23 - Artık Tamamıyla Özgürsün

123 10 68
                                    




***

"Umut tehlikelidir. Umut bir insanı deli edebilir. Bu iyi değildir."

Esaretin Bedeli

***


"Geldiler ve çok kalabalıklar."

Eş zamanlı olarak hepimiz ayağa fırladığımızda Faruk amca sinirle bağırdı. "Günlerdir bekliyoruz ve gelmek için şu anı mı buldunuz cidden or.spu çocukları?"

Cihan silahını çekerek babasının yanına geldi. "Sorun yok, tedbirliyiz."

İkisi de kendinden emin görünüyorlardı ve bakışlarından anladığım kadarıyla Faruk amcayı endişelendiren tek nokta bendim. Çünkü bana katlayıp cebine koymak istermiş gibi bakıyordu. Evet, tam olarak öyle bakıyordu.

"Batı," dedi antreye çıkarak. "Ecmel'i buradan götür. Arka kapıdan çıkın, daha sonra haberleşiriz."

Hayatına yeni bir insan girmesinin en zor yanı buydu sanırım. Seni henüz tam olarak tanımıyor olması. Batı'ları bana böyle davranmaktan vazgeçirene kadar göbeğim çatlamıştı şimdi bir de sil baştan Faruk amcayla uğraşmam gerekiyordu. Oflayarak ağırlığımı tek bacağıma verdim. "Hiçbir yere gitmiyorum."

"Öyle bir seçenek yok kızım. Batı götür onu."

Gözlerimi büyüterek karşısına dikildim. Beni ciddiye bile almamıştı resmen! "Hiçbir yere gitmiyorum, dedim."

Batı gülerek elini omzuma atıp Faruk amcaya diklenen pozisyonumu bozdu ve kendine çekti.

"Bunu sabaha kadar bile sürdürseniz emin olun kaybeden Ecmel olmaz." Yanında yerimi alınca elini omzumdan çekti. "Gitmez o bir yere."

Faruk amca derin bir nefes alarak başını iki yana salladı. "Kayhan'ın kızı."

Buruk bir şekilde gülümsedim. Babama benzetilmek, güzel şeydi.

"Geride dur o zaman."

"Faruk amca bize vakit kaybettirmeyi bırak da planı anlat istersen?" dedim gözlerimi kısarak.

Bir kahkaha attıktan sonra silahını eline aldı. "Seninle ne yapacağım ben, ufaklık?"
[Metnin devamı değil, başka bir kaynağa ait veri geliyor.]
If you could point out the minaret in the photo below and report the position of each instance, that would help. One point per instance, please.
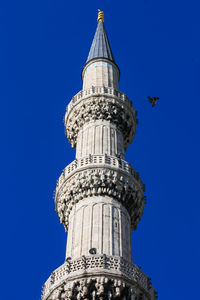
(99, 197)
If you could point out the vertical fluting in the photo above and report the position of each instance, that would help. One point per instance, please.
(99, 197)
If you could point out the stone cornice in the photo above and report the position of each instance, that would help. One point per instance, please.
(99, 268)
(99, 178)
(96, 104)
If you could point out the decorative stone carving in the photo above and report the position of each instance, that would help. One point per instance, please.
(98, 288)
(101, 108)
(100, 182)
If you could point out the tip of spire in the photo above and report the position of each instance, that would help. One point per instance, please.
(100, 16)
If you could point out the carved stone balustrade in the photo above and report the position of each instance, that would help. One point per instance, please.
(100, 104)
(101, 175)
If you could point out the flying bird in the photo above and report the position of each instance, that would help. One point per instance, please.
(153, 100)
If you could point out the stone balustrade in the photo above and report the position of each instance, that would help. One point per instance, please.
(86, 264)
(106, 160)
(98, 90)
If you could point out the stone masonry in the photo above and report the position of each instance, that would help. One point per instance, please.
(99, 197)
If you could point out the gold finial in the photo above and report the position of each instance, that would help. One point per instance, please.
(100, 16)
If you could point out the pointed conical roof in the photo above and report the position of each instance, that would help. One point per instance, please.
(100, 46)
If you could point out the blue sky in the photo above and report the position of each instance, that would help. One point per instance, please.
(44, 45)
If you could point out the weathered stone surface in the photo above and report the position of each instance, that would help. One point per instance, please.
(101, 107)
(99, 197)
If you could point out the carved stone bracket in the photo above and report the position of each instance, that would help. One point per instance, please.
(100, 182)
(102, 107)
(98, 288)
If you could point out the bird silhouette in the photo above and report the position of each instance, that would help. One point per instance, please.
(153, 100)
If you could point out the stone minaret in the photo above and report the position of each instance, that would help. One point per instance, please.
(99, 197)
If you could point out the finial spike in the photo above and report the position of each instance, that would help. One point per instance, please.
(100, 16)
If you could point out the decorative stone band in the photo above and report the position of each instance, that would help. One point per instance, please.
(99, 179)
(106, 276)
(98, 90)
(107, 160)
(100, 107)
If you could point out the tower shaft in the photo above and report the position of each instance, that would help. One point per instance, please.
(99, 197)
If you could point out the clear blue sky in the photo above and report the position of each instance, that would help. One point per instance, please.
(44, 45)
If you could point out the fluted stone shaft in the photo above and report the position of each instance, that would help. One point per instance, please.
(101, 223)
(99, 137)
(99, 197)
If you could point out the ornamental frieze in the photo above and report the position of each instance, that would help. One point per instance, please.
(101, 108)
(100, 182)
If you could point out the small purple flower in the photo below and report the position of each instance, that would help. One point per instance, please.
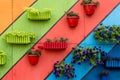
(111, 29)
(118, 37)
(101, 24)
(78, 50)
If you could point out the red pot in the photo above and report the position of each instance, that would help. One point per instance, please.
(33, 59)
(72, 20)
(55, 45)
(89, 8)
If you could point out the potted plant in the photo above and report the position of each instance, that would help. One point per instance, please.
(2, 58)
(63, 69)
(72, 19)
(35, 14)
(33, 56)
(83, 54)
(112, 62)
(103, 75)
(107, 34)
(89, 6)
(19, 37)
(56, 44)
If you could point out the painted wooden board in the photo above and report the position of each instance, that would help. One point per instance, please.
(45, 66)
(15, 52)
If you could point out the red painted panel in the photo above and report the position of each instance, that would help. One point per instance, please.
(24, 71)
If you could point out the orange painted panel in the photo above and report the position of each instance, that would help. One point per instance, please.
(10, 10)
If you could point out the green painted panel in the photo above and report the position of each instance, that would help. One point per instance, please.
(15, 52)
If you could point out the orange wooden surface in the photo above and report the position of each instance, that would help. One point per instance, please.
(24, 71)
(10, 10)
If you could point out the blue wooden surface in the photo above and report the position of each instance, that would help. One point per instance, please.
(112, 19)
(114, 74)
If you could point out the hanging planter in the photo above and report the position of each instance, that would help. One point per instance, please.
(61, 44)
(104, 75)
(35, 14)
(63, 69)
(33, 56)
(107, 34)
(112, 63)
(2, 58)
(84, 54)
(89, 6)
(72, 19)
(19, 37)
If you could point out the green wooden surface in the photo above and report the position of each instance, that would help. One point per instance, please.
(15, 52)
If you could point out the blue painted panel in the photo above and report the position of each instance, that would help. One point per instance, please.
(84, 68)
(112, 19)
(114, 73)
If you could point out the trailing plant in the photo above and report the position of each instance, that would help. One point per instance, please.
(83, 54)
(34, 52)
(63, 69)
(89, 2)
(71, 13)
(108, 33)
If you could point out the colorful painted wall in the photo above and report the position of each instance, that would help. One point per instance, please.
(14, 17)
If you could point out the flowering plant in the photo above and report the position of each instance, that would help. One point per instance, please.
(63, 69)
(89, 2)
(71, 13)
(83, 54)
(107, 33)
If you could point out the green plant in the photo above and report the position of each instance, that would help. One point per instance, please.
(19, 34)
(83, 54)
(63, 39)
(63, 69)
(71, 13)
(34, 52)
(48, 40)
(107, 33)
(89, 2)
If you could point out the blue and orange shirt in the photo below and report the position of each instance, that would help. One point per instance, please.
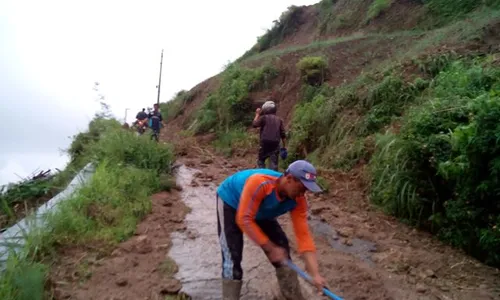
(253, 194)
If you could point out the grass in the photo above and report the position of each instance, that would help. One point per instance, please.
(104, 212)
(169, 267)
(234, 140)
(377, 7)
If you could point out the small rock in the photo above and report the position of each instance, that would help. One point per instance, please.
(421, 288)
(116, 252)
(121, 282)
(430, 273)
(444, 288)
(176, 218)
(192, 235)
(345, 232)
(347, 242)
(317, 210)
(143, 245)
(207, 161)
(170, 286)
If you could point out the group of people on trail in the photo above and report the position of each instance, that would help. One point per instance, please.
(249, 202)
(152, 120)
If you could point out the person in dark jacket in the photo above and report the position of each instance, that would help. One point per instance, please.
(155, 122)
(272, 131)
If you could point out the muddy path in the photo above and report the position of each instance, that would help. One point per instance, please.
(363, 253)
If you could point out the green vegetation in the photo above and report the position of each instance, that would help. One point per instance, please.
(229, 105)
(102, 213)
(286, 25)
(437, 164)
(445, 11)
(377, 7)
(423, 123)
(441, 170)
(175, 107)
(313, 69)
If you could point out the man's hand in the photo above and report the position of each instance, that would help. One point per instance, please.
(274, 253)
(319, 282)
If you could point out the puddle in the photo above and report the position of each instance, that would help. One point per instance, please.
(197, 253)
(361, 249)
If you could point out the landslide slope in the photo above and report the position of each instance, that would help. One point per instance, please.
(402, 93)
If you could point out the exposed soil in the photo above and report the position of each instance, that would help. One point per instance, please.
(405, 263)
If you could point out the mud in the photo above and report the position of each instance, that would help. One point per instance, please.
(363, 254)
(196, 251)
(359, 248)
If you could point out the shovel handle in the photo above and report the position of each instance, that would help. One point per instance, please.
(308, 278)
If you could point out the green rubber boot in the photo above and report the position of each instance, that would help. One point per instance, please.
(231, 289)
(289, 284)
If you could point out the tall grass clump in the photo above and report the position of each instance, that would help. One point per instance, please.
(286, 25)
(442, 12)
(99, 215)
(175, 107)
(377, 7)
(230, 105)
(441, 171)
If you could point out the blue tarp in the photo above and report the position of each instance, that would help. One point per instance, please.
(13, 238)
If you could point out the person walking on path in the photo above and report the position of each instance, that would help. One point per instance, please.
(271, 132)
(249, 202)
(141, 121)
(155, 122)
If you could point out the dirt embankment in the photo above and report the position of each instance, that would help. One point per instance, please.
(399, 263)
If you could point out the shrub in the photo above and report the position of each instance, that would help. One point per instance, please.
(441, 170)
(104, 212)
(377, 7)
(175, 107)
(229, 105)
(125, 148)
(313, 69)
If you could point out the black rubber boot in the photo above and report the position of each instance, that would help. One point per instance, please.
(231, 289)
(289, 284)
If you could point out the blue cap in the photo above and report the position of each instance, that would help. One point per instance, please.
(306, 173)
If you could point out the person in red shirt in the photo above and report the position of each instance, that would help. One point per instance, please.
(248, 202)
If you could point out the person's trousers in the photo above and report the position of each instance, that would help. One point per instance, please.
(155, 134)
(231, 239)
(268, 149)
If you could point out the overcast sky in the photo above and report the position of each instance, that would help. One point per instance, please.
(52, 52)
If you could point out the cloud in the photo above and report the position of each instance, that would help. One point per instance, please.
(54, 50)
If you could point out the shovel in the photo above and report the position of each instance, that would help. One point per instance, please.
(308, 278)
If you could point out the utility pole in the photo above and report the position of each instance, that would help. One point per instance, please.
(159, 82)
(125, 119)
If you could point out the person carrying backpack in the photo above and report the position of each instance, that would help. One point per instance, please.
(155, 122)
(271, 132)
Faruk amca planı anlatmaya başlarken omuz silktim. Bu hepsinden çok benim meselemdi. Elbette geride durup onları izlemeyecektim. Bir şey yapılacaksa ben yapmalı, bir şey olacaksa da bana olmalıydı. Her iki yolun sonu da ulaşmaktan gocunmayacağım yerlere varıyordu. Ya onlar için yakacak, ya da onlar için yanacaktım. Onlar gittiğinden beri hayatımın bana ifade ettiği başka hiçbir şey yoktu. Giderken her şeyimi götürmüş ve bana ruhsuz bir bedenden başka bir şey bırakmamışlardı zira.


Konuşması bittiğinde "Pekala çocuklar," dedi önden çıkarak. "Birbirinizi koruyun ve Ertuğrul'u canlı alın."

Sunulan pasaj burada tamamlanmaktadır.